The problem with CFLs is they get just as hot as the small HID but without the lumens. Why is say go with a MH or HPS 50w...I got a 70w in mine but heat is a lil bit of an issue.

Also Don't get too carried away with your fans...it doesn't need to be a hurricane in there 
*


----------



## DonJones (Nov 28, 2009)

tryer77,

I like your comment about now the cops know where you're at.  Unfortunately, there are a lot of people out there who are actually that paranoid.  God, I'm glad that I never got like that.  Maybe being in law enforcement helped me by showing me how really stupid many cops are and how busy they really are.  Most of them are really pretty lazy too until you piss them off or make yourself a target.

Back to the topic at hand.  I agree with Mutt that you maybe overdoing the airflow.  Try it with just the 2 fans that you already have and see how that works.  Just leave room to add helper fans later if you need them.  Actually unless your filter is pretty restrictive, you may already be over ventilating the box.  With that much air flow through the box, I doubt you will need the 2 little fans although if I understand your placement right, they will help a lot to keep you from having a hot spot at the top front corners of the case and another stagnant pocket at the bottom rear of the case.

As to the slightly matte finish on the inside of your case, I'm going to make a suggestion to you to experiment for your self because my opinion is strictly in the extreme minority here.  According to the reference source that most everyone here uses, flat white paint is more reflective than gloss white and even more reflective than aluminum foil.  (Which might be true if your are comapring it to the dull side of the foil).

Get you  some aluminum foil and tape a piece of it to part of one of the panels, take it outside in as near to totally dark as you can find and about 25 meters away.  Lean it up against something and then shine a flashlight  at it and decide which is brighter, the mate aluminum or the shiny side of the aluminum foil, or if you have access to a light meter use it to see which one reflects the most.  IF you decide to line the panels with aluminum foil, do NOT worry about getting wrinkles in it because they will help scatter/diffuse the light just like the pebbled finishes you see on many high end reflectors.

On the issue of light leakage, I was thinking more about your stealth issue than plant growth.  If you think about it, out door plants do NOT get total darkness like every indoor grower seems to think is necessary.  If you have even been out on the beach away from human light contamination on a bright full moon lit night, you will know how bright the nights can be outside.

I can remember shutting the headlights off at 70 mph on bright moonlight nights and driving by the moonlight alone, especially when there is snow on the ground.  No I'm not suggesting that or encouraging it.  I've done a lot of things successfully in my life that I wouldn't repeat or suggest someone else try!

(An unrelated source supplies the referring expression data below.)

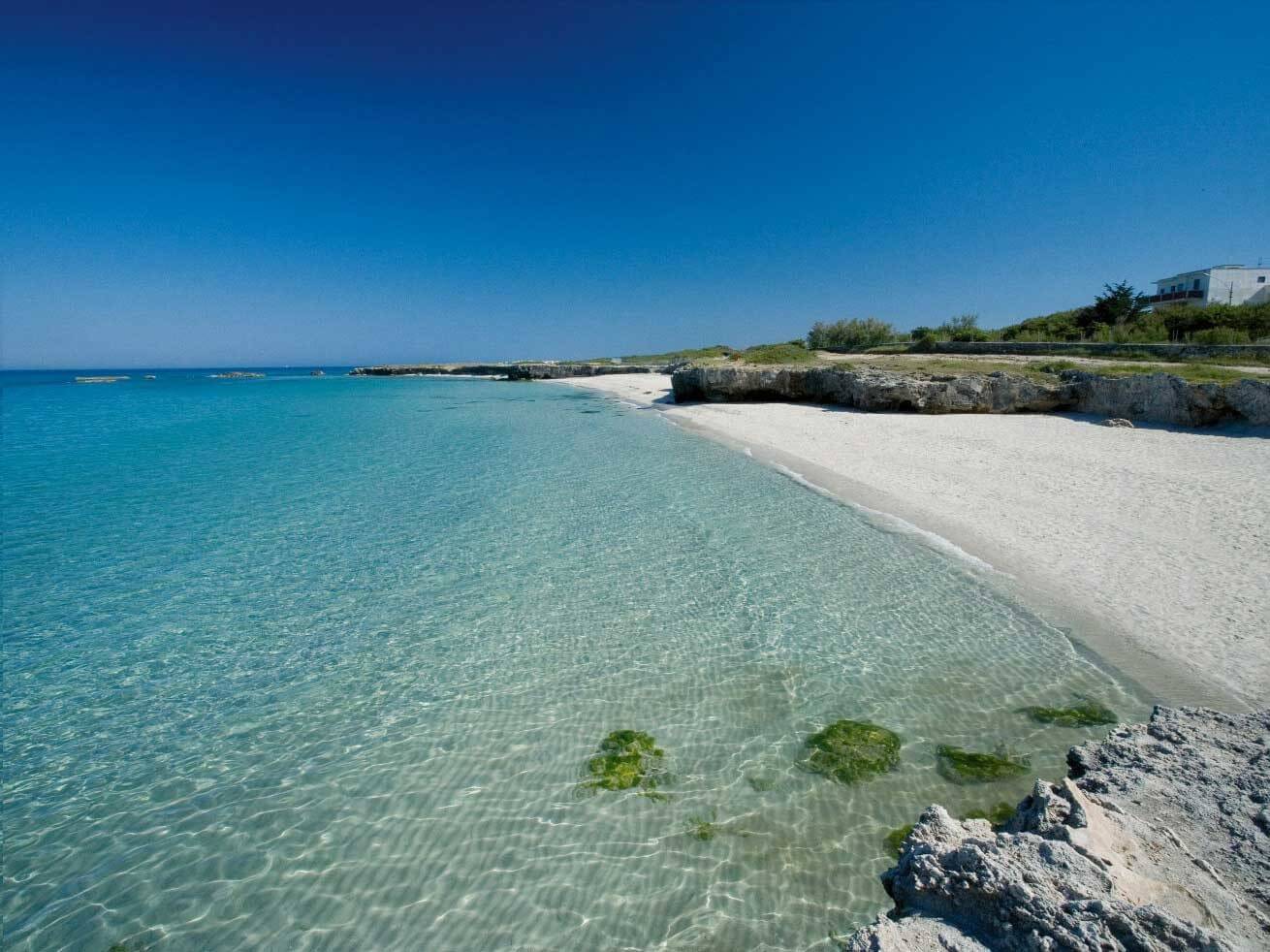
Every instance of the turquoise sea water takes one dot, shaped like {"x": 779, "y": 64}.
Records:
{"x": 315, "y": 663}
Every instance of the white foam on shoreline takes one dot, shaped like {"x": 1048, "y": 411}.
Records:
{"x": 889, "y": 522}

I think you have got a pretty good idea of where you need to go.  Some of the things seem like nitpicking or over kill to me, but then I'm a long way from an experienced grower.  I just try to compare the folklore of MJ growers with what I know to be true from other areas of life and I'm sorry some of it just is impossible to be true and a lot of it is actually very true.

Mutt,

Thanks for the idea of using a PC case for a seeding/cloning area.  That is an excellent idea and one that I'm going to try with the old cases we have around here.

A question though, since most clones and young seedlings are actually pretty short, what do you think about using the PC case laid on its side to increase the area available for the seedlings/clones?

Good smoking everyone.


----------



## tryer77 (Nov 29, 2009)

Hi Guys,

Thanks again for the feedback.

@MUTT - 
Thanks for that info. I'll be going for the Low x AK47. Since I'll be using such a small space, I'll probably stagger the grow cycles, by planting 1, wait a month, then plant the second. Hopefully I'll keep up this cycle and manage to harvest every month.

So you reckon I need to put in chicken mesh? Do you use it for height control or support?

Gotcha on the CFL heat problem. I just found that Portugal Actually does have a grow shop. Yay! They don't sell seeds, though.  I will be visiting them tomorrow afternoon, and see what they have. I'll list what they have here tomorrow night, and ask for your advice, then I'll purchase them on wed. morning. (Not sure about being considered advertising if i post their website. PM if you want to have a look)

About ventilation and my filter: Ok, I'll use only the two extractors, and 1 intake fan. I have an aluminium separator, separating the growth chamber on the bottom side (housing the plants and intake fan). On the top side, I have the two extractors, plus the electronics. This separator has a 7.5" x 5" hole. (Check pic) I will get a metal sieve, and cut out the mesh, make a box about 0.5 inches deep, then epoxy it to fill this hole. Then I'll fill the little mesh box with carbon. The idea is that the airflow will be drawn through this "filter box", hence choosing two extractors. (Was thinking about putting in about a spoon full of vacuum cleaner aromatizer...)


@DonJones - 
Cheers!
Yeah, I hear you. Have an old school buddy who's now a cop in the U.S.. We used to toke before some of our more boring classes. He said to me that MJ intolerance was one of the hardest things he had to face in his job.

In Portugal, MJ is kinda decrimininalized. If youre caught with a gram or two, it's considered for personal use. The most they'll do is drill you for an hour, confiscate your stash, and probably take you down to headquarters for a couple of hours, just to piss you off. If you're caught with 10gr plus, or growing more than 1 plant, then it can go from a fine all the way up to imprisonment (For large scale sales or growing, youre gowing down, no questions)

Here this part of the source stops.